Over the past couple of years Lois and I have experienced
the joy of our connections to Zimbabwe in ways that we never experienced. Here
are two stories, with names changed since they are other people’s stories too.
The first story is in this blog, and the second follows.
A couple of years ago we were approached by a friend (let’s
call her Nomathemba), the daughter of a Zimbabwean couple (we’ll call them
Simba and Dorcas—not their real names) who live here in Manitoba. She wanted to
get engaged to her Mennonite boyfriend (think the usual names here, like
Penner, Plett, Giesbrecht, and so on, and you’ll have the idea). They wanted to
honour her culture as a Zimbabwean in the process, so they came over for supper
and we had a talk about what to do.
Noma’s extended family is back in Zimbabwe, so they asked
Lois if she would be Simba’s sister, and if Lois and I would approach her
parents to introduce her boyfriend and ask if they may become engaged. We
agreed, and then we found that means we had to bless their desire to marry
first, so plied friend Penner (not his real name either) with questions about
his background and their relationship. We were happy to give them our blessing.

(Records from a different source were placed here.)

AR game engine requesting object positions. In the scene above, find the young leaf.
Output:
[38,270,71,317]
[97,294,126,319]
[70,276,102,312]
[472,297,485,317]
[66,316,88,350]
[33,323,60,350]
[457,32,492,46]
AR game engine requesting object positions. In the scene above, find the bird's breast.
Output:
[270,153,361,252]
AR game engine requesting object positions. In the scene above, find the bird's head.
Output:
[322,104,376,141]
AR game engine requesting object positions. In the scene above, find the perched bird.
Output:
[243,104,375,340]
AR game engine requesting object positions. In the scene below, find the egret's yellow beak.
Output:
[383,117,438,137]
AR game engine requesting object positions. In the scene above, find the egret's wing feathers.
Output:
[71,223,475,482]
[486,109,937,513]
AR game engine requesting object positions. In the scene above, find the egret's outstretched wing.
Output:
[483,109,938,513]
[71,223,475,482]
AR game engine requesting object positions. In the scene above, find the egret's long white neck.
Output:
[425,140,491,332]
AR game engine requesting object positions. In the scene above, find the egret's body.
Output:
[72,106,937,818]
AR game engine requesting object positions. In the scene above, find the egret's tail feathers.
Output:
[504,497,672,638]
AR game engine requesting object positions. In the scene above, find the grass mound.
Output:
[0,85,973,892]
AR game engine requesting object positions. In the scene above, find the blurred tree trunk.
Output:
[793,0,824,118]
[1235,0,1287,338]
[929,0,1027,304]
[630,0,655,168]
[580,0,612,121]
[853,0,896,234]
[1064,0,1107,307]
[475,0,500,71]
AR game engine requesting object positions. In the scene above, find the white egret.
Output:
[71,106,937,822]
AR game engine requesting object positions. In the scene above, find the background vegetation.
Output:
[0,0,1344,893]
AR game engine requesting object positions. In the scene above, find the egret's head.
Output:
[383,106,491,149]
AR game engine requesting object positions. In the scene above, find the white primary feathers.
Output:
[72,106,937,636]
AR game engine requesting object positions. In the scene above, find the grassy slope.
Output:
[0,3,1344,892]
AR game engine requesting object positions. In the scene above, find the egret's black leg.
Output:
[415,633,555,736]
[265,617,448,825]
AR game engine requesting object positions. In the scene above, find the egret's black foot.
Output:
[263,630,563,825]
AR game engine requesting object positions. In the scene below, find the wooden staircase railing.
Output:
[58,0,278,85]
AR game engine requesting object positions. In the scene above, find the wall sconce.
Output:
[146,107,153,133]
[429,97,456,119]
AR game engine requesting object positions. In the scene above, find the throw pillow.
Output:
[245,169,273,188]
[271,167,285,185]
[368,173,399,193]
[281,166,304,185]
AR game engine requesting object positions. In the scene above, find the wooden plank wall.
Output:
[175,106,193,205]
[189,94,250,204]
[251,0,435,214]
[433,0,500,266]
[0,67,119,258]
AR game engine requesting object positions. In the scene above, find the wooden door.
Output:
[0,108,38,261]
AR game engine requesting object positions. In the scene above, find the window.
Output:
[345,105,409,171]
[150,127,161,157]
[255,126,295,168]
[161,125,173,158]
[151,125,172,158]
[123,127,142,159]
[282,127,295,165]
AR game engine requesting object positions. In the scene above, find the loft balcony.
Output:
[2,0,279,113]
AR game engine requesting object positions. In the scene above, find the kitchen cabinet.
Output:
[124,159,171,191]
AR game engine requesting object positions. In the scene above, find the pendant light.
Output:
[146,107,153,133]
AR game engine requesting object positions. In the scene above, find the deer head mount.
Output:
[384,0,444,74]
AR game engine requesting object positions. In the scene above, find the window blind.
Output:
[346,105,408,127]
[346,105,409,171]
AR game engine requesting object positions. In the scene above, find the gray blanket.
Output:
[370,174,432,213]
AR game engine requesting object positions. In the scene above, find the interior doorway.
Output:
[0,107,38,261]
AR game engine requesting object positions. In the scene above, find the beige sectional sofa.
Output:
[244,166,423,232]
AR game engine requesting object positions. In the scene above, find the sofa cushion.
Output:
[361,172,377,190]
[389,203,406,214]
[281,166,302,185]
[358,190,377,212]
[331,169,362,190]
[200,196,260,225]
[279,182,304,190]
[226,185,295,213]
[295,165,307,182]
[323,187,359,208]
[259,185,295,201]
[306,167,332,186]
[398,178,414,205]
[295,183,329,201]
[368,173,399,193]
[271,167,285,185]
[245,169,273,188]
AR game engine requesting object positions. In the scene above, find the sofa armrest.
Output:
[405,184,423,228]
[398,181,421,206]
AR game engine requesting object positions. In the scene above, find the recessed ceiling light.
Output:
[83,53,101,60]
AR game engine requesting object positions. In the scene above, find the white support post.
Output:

So we called Simba and asked if we could come over for
supper and bring the young couple with us. (I’m not used to inviting myself for
a meal, but it worked well.) A few nights later we sat in Simba and Dorcas’
living room, talking with them and the young couple, who had shown up earlier
than they were supposed to. Penner just wasn’t used to waiting until told he
could come in now! A delightful meal followed. (I should invite myself over
more often!)
Then the moment came. Penner and Noma asked us if we could
ask their parents if they could get married. Everyone in the room could hear
the question. So we called Noma’s young brother, Simbarashe over, and asked him
to ask his parents if his sister and Penner could get married. He crossed the
two yards between us and them and asked them the question they had now heard
twice already. Simba and Dorcas huddled together speaking in Shona, then told
young Simbarashe the answer, which the couple could hear plainly. He stepped
back to us and gave us the answer, which all again could hear. Finally we
turned to Penner and Noma and gave them the good news that her parents had
agreed.
After the drama was over, and we had all played our parts,
Simba and Dorcas started reminiscing about the process when they had first gone
to her family. We found out how much dowry (1) he had paid for her, and ways in
which they had negotiated behind the scenes before anything was done in public.
We learned also that usually there would have been all the members of the
family present, and the question would have gone from youngest to oldest
through a chain of all the father’s brothers. Then Simba added, “All of these
people are witnesses of the commitment the couple has made. If they have
trouble later, these are the people they turn to for help.” I was impressed
with the sense that marriage is a real exercise in community.
Simba also told us that the first thing he did when he
learned of their interest was check ancestry.com to make sure that the Penners
and the Moyos are not related. We laughed—Russian Mennonites and the Shona
people of Zimbabwe come from two different worlds, but behind the laughter lies
the awareness that the totem, the clan is important. If one marries inside the
clan, there are further steps one must take to make everything right.
So we are White Americans, who have become White Canadians,
and now thanks to our Zimbabwean friends we are also White Zimbabweans.
Tatenda, Shamwari Simba.
(1) Dowry or Lobola (Ndebele) or Roora (Shona). Not a part of our Canadian customs, but very much part of Zimbabwe.
1 comment:
A very enjoyable and moving story. So, it also takes a village to make a marriage.